Taylor DaMonte from Coastal Carolina University's Center for Resort Tourism said he's found that when gas prices go up, hotel occupancy in Myrtle Beach goes up as well.
He said he can't be sure which one of those things causes the other, but it's probably because Myrtle Beach is a regional drive-to destination. When fuel prices go up, airfares go up, too, he said.
"So we're a relatively less expensive option than the long-haul destinations that a larger percentage of their travelers come by air," DaMonte said.
DaMonte is expecting Grand Strand hotel occupancy to be around 90 percent this Easter weekend, about the same as last year.
But unlike past years, he said tourists started showing up well before the weekend started. "That is one thing that doesn't happen every year. This year, the market seemed to come early."
When it comes to Easter tourism, DaMonte said where the holiday falls on the calendar makes a bigger difference than other factors.

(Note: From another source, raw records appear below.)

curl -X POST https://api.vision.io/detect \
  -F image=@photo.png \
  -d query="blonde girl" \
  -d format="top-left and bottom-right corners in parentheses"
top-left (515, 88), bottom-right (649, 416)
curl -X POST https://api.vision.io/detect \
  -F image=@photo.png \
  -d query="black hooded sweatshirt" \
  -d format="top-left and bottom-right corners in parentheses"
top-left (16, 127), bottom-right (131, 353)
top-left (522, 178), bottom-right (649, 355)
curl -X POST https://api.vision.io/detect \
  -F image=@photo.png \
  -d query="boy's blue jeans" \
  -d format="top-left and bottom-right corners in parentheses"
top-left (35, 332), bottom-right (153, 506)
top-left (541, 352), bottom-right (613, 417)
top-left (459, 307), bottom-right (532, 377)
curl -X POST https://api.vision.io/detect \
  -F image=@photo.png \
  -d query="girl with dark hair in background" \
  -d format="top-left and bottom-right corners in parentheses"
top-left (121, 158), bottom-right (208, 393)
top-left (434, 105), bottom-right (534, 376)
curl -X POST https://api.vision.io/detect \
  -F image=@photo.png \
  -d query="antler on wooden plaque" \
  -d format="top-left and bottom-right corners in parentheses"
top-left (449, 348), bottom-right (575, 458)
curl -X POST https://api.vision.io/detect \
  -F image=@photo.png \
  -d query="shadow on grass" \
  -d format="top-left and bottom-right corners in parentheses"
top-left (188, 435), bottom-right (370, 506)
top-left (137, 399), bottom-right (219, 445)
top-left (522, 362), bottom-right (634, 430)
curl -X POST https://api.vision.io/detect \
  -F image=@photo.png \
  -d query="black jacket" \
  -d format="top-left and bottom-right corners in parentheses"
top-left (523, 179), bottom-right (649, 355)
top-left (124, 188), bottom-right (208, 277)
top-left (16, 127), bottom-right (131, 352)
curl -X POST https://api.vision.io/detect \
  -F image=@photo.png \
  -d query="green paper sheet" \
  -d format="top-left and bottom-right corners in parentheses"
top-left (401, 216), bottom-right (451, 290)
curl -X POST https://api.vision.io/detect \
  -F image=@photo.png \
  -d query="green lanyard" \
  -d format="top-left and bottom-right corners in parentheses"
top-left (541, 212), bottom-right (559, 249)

The manager of Ripley's Aquarium agrees that the later Easter falls, the better.
"Generally, I've always thought this period to a little later in the month of April will generally work better for the town," said Peter McIntyre.
McIntyre said Ripley's is expecting a strong Easter weekend, too. He said it would be comparable to last year when tourism started strong, but that didn't translate into an exceptional summer.
McIntyre said it's hard to tell whether the same pattern will take place this year.
DaMonte said the best year for Easter tourism in Myrtle Beach was 2007, before the recession hit.